Seed sample

Six samples totalling 1,808 soybean seeds (Glycine max L.) of the cultivar 55i57 RSF IPRO, harvested in the 2021/2022 season and produced in the region of Ponta Grossa, southern Brazil (25°05’52.1”S 50°09’25.7”W), were used. The seeds obtained in a seed laboratory originated from the reduction of six distinct seed lots, resulting in six individual samples of approximately 500 g each. Each sample was numbered from 1 to 6 and stored in plastic bags at 10°C.

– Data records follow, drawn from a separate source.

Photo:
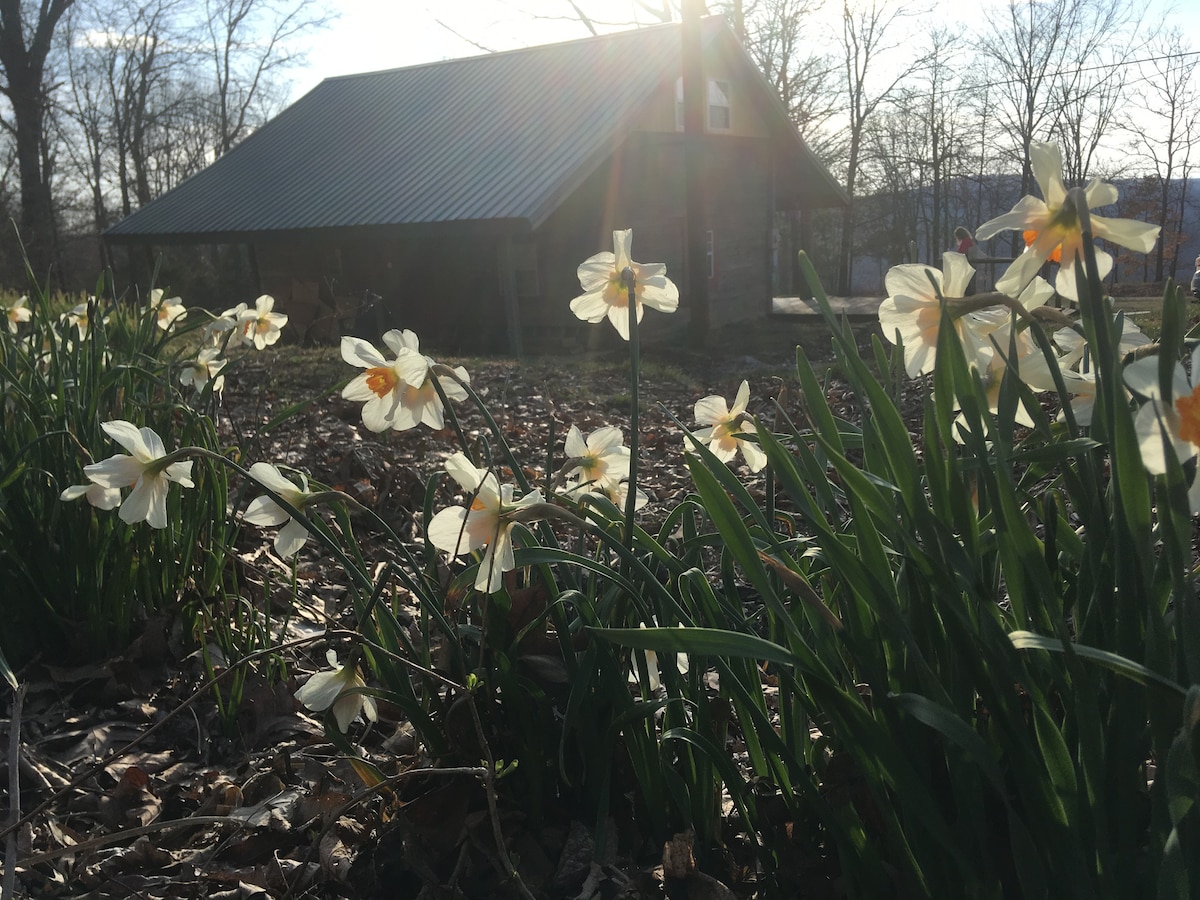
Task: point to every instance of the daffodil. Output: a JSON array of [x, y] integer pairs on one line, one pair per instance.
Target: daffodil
[[1051, 227], [1168, 423], [225, 323], [167, 311], [723, 424], [143, 471], [487, 522], [601, 459], [16, 313], [96, 495], [81, 317], [399, 393], [259, 325], [204, 369], [653, 675], [913, 309], [341, 689], [605, 293], [265, 511]]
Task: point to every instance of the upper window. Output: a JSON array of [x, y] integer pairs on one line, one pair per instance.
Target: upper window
[[719, 117]]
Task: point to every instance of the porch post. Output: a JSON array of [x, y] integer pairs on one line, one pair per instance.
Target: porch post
[[507, 270]]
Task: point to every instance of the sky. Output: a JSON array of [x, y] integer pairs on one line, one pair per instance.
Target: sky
[[371, 35]]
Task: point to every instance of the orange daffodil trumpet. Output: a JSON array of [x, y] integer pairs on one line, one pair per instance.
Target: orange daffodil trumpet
[[1168, 423], [487, 522], [400, 393], [1051, 227], [605, 293]]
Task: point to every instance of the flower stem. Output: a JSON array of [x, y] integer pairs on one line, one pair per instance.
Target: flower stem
[[635, 366]]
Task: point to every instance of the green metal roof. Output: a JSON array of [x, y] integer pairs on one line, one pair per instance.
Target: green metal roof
[[502, 138]]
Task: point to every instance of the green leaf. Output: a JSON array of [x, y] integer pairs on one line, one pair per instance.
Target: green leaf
[[1122, 666], [700, 641]]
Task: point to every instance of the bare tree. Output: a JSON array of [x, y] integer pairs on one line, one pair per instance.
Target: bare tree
[[27, 36], [870, 33], [779, 37], [1059, 63], [250, 43], [1169, 99]]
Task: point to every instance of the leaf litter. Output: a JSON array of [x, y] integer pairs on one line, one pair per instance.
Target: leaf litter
[[131, 787]]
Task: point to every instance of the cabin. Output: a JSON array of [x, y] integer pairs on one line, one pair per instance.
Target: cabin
[[457, 198]]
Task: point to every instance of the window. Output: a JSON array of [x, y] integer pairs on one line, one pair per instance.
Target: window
[[719, 114], [718, 106]]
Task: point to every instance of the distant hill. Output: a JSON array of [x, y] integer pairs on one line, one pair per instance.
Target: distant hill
[[972, 203]]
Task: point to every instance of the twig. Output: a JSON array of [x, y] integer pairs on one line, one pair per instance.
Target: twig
[[118, 837], [367, 793], [10, 852], [489, 780]]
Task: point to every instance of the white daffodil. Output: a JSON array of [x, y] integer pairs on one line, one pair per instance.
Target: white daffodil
[[724, 424], [81, 317], [399, 393], [653, 675], [600, 460], [1170, 420], [261, 327], [204, 369], [487, 522], [142, 471], [600, 276], [167, 311], [17, 313], [225, 323], [96, 495], [339, 688], [1051, 228], [915, 311], [265, 511]]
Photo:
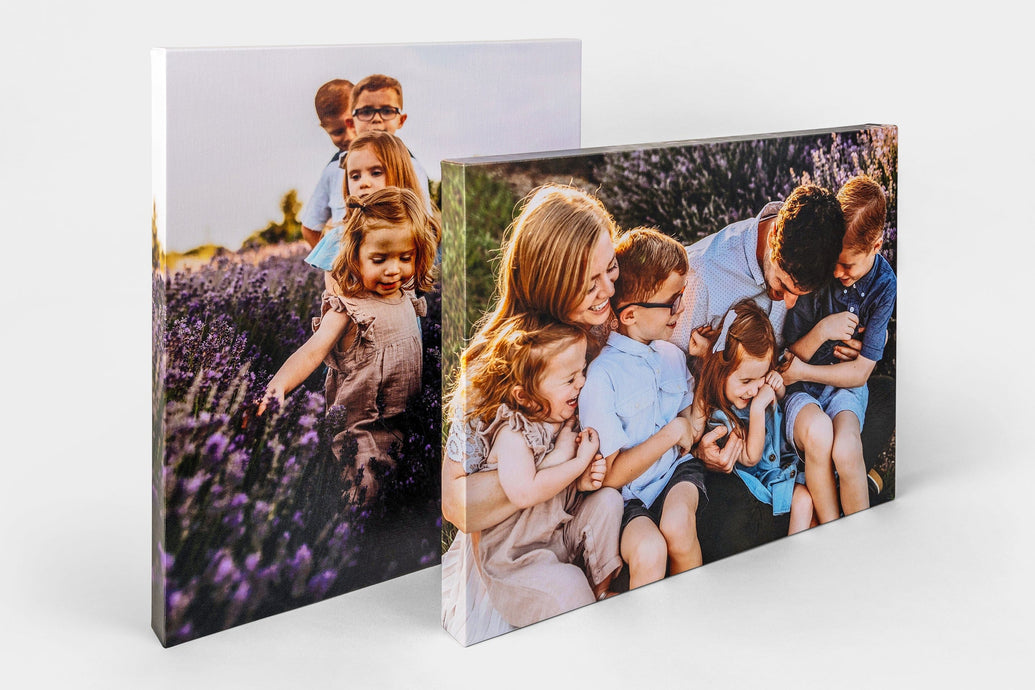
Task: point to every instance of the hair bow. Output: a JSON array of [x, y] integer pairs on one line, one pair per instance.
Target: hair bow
[[731, 316]]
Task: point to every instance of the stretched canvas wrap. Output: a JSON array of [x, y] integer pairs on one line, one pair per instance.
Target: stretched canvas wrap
[[657, 356], [262, 507]]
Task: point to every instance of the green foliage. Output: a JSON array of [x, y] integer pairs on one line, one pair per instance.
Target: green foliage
[[871, 152], [289, 230], [478, 209], [695, 190]]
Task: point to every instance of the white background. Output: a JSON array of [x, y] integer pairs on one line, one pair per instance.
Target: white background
[[934, 590]]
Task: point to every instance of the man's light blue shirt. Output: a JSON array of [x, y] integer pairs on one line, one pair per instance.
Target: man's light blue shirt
[[725, 269], [631, 391]]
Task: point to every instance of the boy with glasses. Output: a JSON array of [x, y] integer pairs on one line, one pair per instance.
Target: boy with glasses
[[638, 397], [377, 105]]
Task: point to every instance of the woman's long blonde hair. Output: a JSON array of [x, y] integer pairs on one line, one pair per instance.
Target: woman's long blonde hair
[[545, 259]]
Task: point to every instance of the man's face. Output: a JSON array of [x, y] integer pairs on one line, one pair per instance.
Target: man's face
[[377, 99], [779, 285]]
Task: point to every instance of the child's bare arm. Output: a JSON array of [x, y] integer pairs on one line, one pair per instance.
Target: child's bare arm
[[305, 360], [695, 414], [624, 466], [843, 375], [838, 326], [524, 484]]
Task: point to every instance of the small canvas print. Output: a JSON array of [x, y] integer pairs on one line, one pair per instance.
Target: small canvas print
[[658, 356], [296, 234]]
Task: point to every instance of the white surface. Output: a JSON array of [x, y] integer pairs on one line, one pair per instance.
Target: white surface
[[930, 591]]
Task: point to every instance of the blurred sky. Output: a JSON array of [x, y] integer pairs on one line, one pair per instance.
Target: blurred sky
[[241, 129]]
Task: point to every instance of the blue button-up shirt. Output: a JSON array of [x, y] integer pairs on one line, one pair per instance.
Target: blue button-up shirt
[[631, 391], [871, 298]]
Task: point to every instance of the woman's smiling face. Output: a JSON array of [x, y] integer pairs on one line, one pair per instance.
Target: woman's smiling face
[[595, 308]]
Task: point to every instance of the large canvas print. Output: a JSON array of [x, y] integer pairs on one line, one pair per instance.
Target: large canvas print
[[296, 343], [658, 356]]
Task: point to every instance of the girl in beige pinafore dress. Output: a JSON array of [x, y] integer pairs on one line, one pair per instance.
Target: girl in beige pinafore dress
[[373, 370], [368, 335], [560, 549]]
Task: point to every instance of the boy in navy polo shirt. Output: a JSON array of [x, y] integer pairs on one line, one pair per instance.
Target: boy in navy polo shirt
[[825, 411]]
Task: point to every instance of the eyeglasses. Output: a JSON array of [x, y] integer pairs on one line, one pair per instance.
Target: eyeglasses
[[366, 114], [673, 306]]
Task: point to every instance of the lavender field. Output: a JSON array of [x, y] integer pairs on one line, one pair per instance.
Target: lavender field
[[250, 517]]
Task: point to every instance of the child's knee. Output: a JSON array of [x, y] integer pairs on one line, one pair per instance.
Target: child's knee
[[679, 523], [814, 431], [847, 454], [647, 553]]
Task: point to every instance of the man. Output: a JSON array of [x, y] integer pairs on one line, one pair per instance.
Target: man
[[788, 250]]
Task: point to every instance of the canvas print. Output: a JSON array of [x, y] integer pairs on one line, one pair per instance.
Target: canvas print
[[296, 345], [656, 357]]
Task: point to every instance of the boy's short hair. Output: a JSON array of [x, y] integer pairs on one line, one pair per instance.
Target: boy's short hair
[[333, 98], [806, 239], [646, 259], [376, 83], [865, 211]]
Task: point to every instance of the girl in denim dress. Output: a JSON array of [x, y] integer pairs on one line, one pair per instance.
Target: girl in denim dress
[[739, 388]]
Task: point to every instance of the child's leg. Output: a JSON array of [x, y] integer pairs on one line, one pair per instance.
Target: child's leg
[[847, 454], [591, 536], [814, 433], [801, 509], [644, 548], [679, 527]]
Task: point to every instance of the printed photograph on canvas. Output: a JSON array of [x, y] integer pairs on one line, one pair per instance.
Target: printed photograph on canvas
[[297, 366], [675, 353]]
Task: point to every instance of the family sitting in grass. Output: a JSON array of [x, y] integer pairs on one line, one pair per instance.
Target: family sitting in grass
[[632, 408]]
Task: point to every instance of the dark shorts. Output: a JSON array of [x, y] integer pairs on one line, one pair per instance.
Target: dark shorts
[[690, 471]]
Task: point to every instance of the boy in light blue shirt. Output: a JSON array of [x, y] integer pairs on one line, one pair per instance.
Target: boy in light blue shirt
[[638, 397], [327, 201]]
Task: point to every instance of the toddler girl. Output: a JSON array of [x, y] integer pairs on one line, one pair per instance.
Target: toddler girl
[[375, 160], [367, 333], [739, 388], [522, 405]]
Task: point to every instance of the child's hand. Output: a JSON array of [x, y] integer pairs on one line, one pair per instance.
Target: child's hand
[[592, 478], [848, 351], [589, 444], [564, 446], [776, 382], [685, 430], [791, 369], [839, 326], [763, 398], [719, 459], [271, 394], [701, 340]]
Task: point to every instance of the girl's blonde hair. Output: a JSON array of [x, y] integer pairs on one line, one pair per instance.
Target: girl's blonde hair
[[750, 334], [394, 158], [388, 207], [516, 354], [545, 259]]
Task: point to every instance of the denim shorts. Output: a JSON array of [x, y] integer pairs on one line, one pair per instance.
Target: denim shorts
[[831, 399], [690, 470]]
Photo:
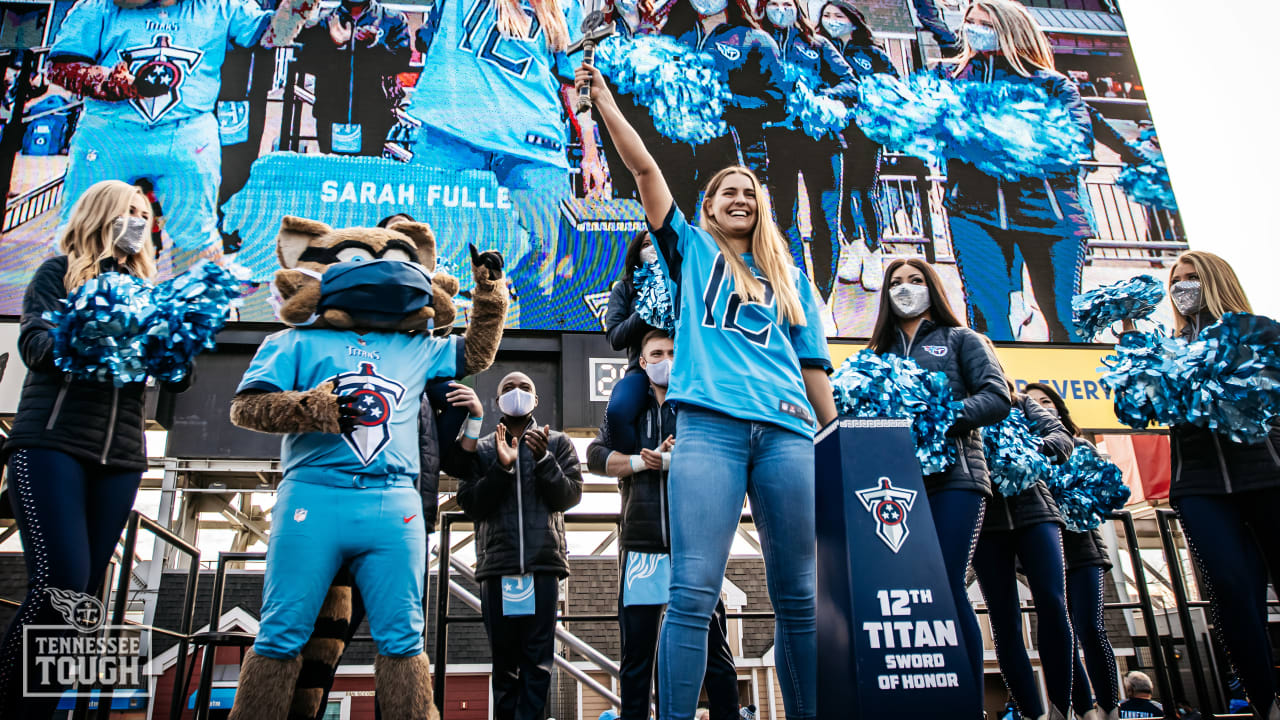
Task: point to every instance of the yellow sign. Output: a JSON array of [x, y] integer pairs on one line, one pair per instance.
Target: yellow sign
[[1073, 372]]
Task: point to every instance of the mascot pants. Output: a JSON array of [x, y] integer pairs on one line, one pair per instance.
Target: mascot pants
[[315, 529], [182, 159]]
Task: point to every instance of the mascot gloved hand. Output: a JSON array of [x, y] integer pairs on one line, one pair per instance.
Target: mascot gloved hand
[[343, 384]]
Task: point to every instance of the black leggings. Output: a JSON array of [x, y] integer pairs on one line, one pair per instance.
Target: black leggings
[[1235, 541], [791, 154], [1040, 547], [1084, 600], [71, 515]]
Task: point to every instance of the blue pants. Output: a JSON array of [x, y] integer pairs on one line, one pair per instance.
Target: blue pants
[[986, 254], [182, 159], [1235, 541], [315, 528], [69, 515], [720, 460], [1084, 600], [1040, 548], [958, 519]]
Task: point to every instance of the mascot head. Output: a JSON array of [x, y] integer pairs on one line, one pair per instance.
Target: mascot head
[[366, 278]]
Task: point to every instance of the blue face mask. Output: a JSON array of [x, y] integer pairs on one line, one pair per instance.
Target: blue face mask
[[708, 8], [375, 292], [781, 17], [981, 39], [837, 27]]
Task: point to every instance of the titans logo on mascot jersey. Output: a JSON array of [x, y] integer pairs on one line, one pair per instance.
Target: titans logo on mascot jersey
[[376, 399], [160, 71], [890, 506]]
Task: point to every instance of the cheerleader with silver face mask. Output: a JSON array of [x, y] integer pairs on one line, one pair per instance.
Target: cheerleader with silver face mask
[[1228, 493], [915, 320]]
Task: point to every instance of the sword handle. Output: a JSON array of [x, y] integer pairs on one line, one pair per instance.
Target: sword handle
[[584, 94]]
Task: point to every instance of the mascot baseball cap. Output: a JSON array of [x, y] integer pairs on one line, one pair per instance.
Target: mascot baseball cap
[[375, 292]]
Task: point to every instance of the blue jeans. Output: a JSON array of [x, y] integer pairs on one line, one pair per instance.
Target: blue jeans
[[720, 460]]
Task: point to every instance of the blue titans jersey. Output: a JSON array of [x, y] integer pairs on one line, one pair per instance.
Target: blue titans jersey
[[498, 94], [181, 48], [385, 372], [737, 358]]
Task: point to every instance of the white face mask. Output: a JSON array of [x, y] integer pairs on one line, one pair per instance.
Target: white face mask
[[128, 235], [1188, 296], [708, 8], [909, 300], [981, 39], [277, 300], [781, 17], [516, 402], [659, 373], [837, 27]]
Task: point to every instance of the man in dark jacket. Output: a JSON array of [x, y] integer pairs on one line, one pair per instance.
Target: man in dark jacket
[[522, 479], [644, 543], [355, 53]]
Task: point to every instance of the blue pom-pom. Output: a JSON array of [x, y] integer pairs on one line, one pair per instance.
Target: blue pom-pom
[[653, 297], [1228, 381], [1087, 488], [1014, 455], [191, 309], [818, 115], [1006, 130], [890, 386], [1128, 300], [681, 87]]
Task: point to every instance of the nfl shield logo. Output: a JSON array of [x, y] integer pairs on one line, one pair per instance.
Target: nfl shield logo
[[890, 505]]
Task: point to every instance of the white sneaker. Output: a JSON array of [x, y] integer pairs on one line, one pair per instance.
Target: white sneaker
[[850, 267], [873, 269]]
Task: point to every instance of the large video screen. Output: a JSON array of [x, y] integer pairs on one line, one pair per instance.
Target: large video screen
[[458, 113]]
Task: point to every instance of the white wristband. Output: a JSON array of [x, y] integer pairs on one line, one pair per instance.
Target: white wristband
[[471, 428]]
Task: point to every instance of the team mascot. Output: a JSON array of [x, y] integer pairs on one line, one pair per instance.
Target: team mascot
[[343, 384]]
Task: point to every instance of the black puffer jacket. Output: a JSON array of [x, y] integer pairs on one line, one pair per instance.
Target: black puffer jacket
[[438, 424], [622, 324], [96, 423], [644, 495], [1206, 463], [1033, 505], [977, 381], [519, 513]]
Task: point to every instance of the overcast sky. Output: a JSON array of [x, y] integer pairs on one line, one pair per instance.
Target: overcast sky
[[1210, 72]]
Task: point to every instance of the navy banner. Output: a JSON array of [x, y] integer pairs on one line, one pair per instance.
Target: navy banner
[[890, 642]]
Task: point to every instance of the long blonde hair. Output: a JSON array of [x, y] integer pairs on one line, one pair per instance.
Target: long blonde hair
[[1219, 285], [1022, 41], [512, 22], [87, 238], [768, 249]]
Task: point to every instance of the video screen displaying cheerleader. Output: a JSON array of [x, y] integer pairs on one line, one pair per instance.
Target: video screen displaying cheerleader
[[874, 136]]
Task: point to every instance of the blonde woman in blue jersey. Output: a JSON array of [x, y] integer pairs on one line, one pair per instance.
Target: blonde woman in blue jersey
[[750, 379]]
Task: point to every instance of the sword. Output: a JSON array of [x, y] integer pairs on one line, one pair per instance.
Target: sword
[[595, 28]]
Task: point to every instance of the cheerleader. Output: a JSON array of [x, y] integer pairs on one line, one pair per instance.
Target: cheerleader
[[1027, 529], [1087, 564], [995, 219], [846, 27], [792, 153], [76, 452], [915, 322], [1228, 495], [749, 62], [752, 383]]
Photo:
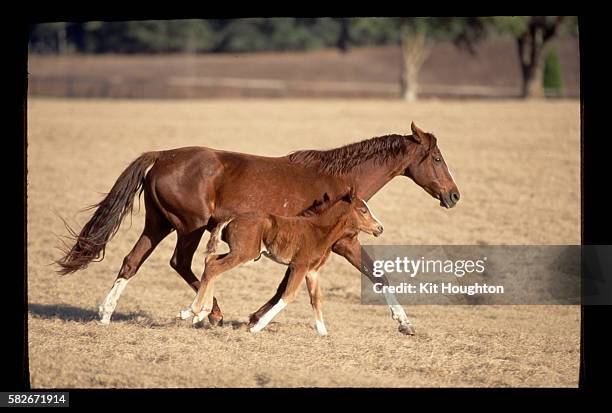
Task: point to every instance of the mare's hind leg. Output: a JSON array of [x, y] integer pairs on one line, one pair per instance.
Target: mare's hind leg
[[156, 229], [186, 245], [215, 266]]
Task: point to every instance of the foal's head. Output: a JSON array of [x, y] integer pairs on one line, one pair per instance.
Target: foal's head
[[429, 170], [359, 217]]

Due to the limited capacity of the Q2 equipment in accommodating all the seeds at once, the experiment was conducted in 6 separate rounds, each processing approximately 300 seeds.

Multispectral system

The VideometerLab4 system (Videometer, Hørsholm, Denmark) was responsible for capturing the multispectral images. This system comprised a coated matte sphere with LEDs arranged along its perimeter and a monochromatic camera positioned on top, offering high spatial resolution (40 µm per pixel and a resolution of 2,192 × 2,192 pixels). Before capturing the images, the system underwent calibration to ensure radiometric accuracy, geometric alignment and proper lighting setup. The samples were exposed to 19 distinct wavelengths of LED illumination, covering ultraviolet (365 and 405 nm), visible (430, 450, 470, 490, 515, 540, 570, 590, 630, 645, 660 and 690 nm), as well as near-infrared (780, 850, 880, 890 and 970 nm). Additionally, four long-pass filters with cut-off wavelengths at 400, 500, 600 and 700 nm were employed to measure fluorescence emitted from the seed surface. The filters were combined with different excitation wavelengths, providing 30 excitation-emission combinations (e.g. 365/400 nm). As a result, 19 images were collected for each illuminated wavelength, in addition to 31 images based on distinct excitation-emission combinations, resulting in a total of 50 monochromatic images for each sample.

Multispectral imaging

The VideometerLab software (version 3.24.11) was utilized for image segmentation, seed labelling and feature extraction. A predefined mask was applied to isolate regions of interest (ROIs), specifically seeds, and to eliminate the background (consisting of the blue plate and petri dish). Autofluorescent-spectral features were extracted from these ROIs, in addition to morphological features, such as area, autocorrelation energy components, International Commission on Illumination (CIE) colour space components, width-to-length ratio and width (Table 1). Subsequently, all the biometric features were exported to an Excel file for further data analysis.

Table 1 Overview of biometric feature types, the number of features per type and their corresponding descriptions

Seed respiration assessment

After capturing multispectral images using VideometerLab, individual seeds were transferred to 5 mL screw-cap vials, each containing 800 µL of agar (0.4% w/v) and 0.2% plant preservative mixture to prevent fungal growth. The seeds were placed in vials within plates, maintaining the same position as they were initially positioned in VideometerLab. The vials were sealed with caps featuring a fluorescent polymer dot on their inner side. This polymer contains a dye that changes its fluorescence properties in response to oxygen concentration. The Seed Respiration Analyzer (Fytagoras B.V., Leiden, The Netherlands) was employed to measure the oxygen consumption (respiration) rates of the individual seeds during the processes of imbibition and germination. As the seeds respire, oxygen in the sealed vial is depleted, causing a detectable change in the fluorescence intensity of the dye. This change is monitored by a light source focused on the dot and a sensor that measures the fluorescence intensity. A robotic arm systematically guides the light source and sensor over each vial, enabling the measurement of oxygen concentration within (Bradford et al., Reference Bradford, Bello, Fu and Barros2013). Measurements were recorded at 30-minute intervals over a duration of 100 hours to construct the oxygen consumption activity. The sample temperature was controlled at 20 ± 0.5°C using Peltier heating/cooling units and fans to maintain a stable environment. The recorded data were extracted into Excel files and subsequently subjected to data analysis.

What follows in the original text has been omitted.